The Patriots? They paid dearly for a far less consequential allegation, in part because the NFL considered them repeat cheaters after the 2007 Spygate affair.

In this case, however, the Patriots denied nearly every aspect of the NFL's allegations, including Brady's involvement, and took extraordinary steps to defend themselves. That effort included a website to dispute the NFL's Wells Report on the scandal, one that included multiple scientists pointing out that footballs can deflate naturally based on weather conditions.

The Patriots even submitted an amicus brief on behalf of Brady, who filed a federal lawsuit against the league to overturn his suspension, straddling the line between NFL stakeholder and whistleblower. (Brady got his suspension overturned in 2015 but ultimately lost on appeal and served the punishment in 2016.)

Yet when it was all over, no one could say for sure if Deflategate actually happened. A reasonable person could be left thinking that the investigation itself was the true scandal.

The Wells Report was based largely on a series of text messages from an equipment assistant who referred to himself as "The Deflator," and the unexplained pregame detour of a locker room attendant who brought the game balls into a bathroom with him before the game. There was no direct evidence that the equipment assistant removed air from the footballs, or that Brady asked him to do it. And the halftime inflation measurement was a rushed and haphazard effort, one that would never pass scientific scrutiny to confirm accuracy.

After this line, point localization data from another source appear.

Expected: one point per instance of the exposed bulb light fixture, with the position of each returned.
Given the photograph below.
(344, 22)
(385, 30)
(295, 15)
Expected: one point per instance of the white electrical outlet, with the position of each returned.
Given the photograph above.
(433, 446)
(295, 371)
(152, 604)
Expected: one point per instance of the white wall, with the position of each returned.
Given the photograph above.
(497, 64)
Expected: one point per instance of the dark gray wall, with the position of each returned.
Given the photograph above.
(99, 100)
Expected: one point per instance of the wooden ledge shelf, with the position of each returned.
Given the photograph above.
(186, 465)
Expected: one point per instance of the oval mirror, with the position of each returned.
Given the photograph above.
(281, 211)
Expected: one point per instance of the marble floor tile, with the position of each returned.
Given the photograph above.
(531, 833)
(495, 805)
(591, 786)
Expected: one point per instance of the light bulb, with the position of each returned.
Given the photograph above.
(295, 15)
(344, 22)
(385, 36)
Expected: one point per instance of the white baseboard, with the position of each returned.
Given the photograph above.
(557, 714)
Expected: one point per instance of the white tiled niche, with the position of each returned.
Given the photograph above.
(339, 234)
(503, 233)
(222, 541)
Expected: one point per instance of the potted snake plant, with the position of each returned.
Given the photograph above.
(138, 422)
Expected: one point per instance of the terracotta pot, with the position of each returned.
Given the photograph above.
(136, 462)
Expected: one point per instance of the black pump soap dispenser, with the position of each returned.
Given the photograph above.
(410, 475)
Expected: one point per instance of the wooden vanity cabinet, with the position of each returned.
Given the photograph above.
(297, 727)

In the end, it is nothing more than an opinion to suggest that it was "more probable than not" that Deflategate happened. In the terms of advanced statistics, the NFL was saying there was a 51% probability that Deflategate occurred but a 100% necessity to issue discipline. It's not outlandish to think that someone connected with the Patriots might have tried to help Brady, or that Brady had tacitly accepted that help, but there's no direct evidence of it.

And when an MIT professor explained that weather conditions could do the same thing, based on the ideal gas law, who could argue? The NFL wouldn't have known either way, because it did not regularly record pounds-per-square-inch readings to that point. For all we know, football deflation occurred naturally every week.

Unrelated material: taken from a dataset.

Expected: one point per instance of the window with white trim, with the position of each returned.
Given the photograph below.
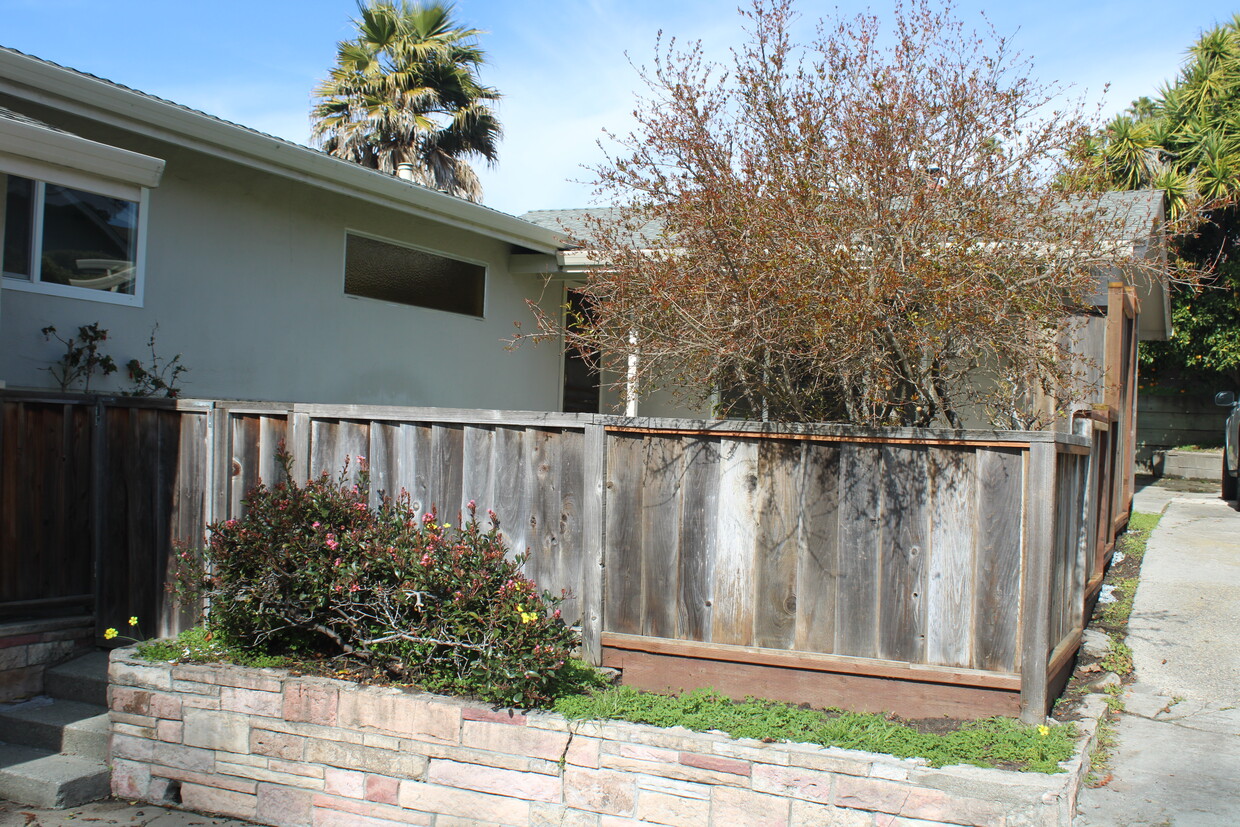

The ensuing rule changes only further undermined the investigation and punishment. They brought structure to pregame measurements, game ball security and compliance, a tacit acknowledgment that there was little objective basis to the 2014 readings.

The shaky connections and the preposterous conclusions of Deflategate have allowed it to slip quietly from the NFL consciousness. The legacy of Deflategate is the complete and utter lack of one, other than the brief entrance of the ideal gas law into the football lexicon -- and as grist to limit the benefit of the doubt in the ongoing investigation into the Patriots' illegal videotaping last month from the Cincinnati Bengals' press box.

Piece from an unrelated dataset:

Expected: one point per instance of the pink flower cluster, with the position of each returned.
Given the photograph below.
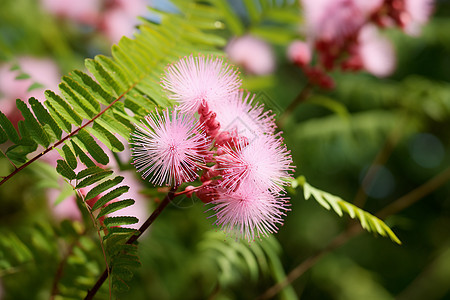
(344, 34)
(220, 135)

The league has never released the results of tests on football air pressure, nor acknowledged a single violation in the years since. While Major League Baseball should be expected to institute major efforts to curb illegal sign-stealing, the NFL has left Deflategate to stand alone as an unintended example of what happens when you jump too soon into a rabbit's hole. If you're an angry baseball fan who thinks the game's leaders haven't been vigilant enough about potential cases of cheating, well, let us in the NFL world issue this warning: Be careful what you wish for.

Five mostly quiet years later, I'd like to say the NFL learned a lesson. But sometimes a larger scope is necessary. Five years before Deflategate, the NFL's championship weekend gave us another "gate." The accusation: New Orleans Saints players stood to gain financially if they could injure Minnesota Vikings quarterback Brett Favre during the 2009 NFC Championship Game. The two-year investigation into Bountygate contained so many holes that retired commissioner Paul Tagliabue, brought in to handle appeals and clean up the mess, vacated the discipline of four players and sharply criticized what he called a "contaminated" investigation.

So we'll reserve judgment on whether the NFL has moved past its phase of incendiary investigations. It could just be on the five-year plan, and if that's the case, keep your head on a swivel this weekend.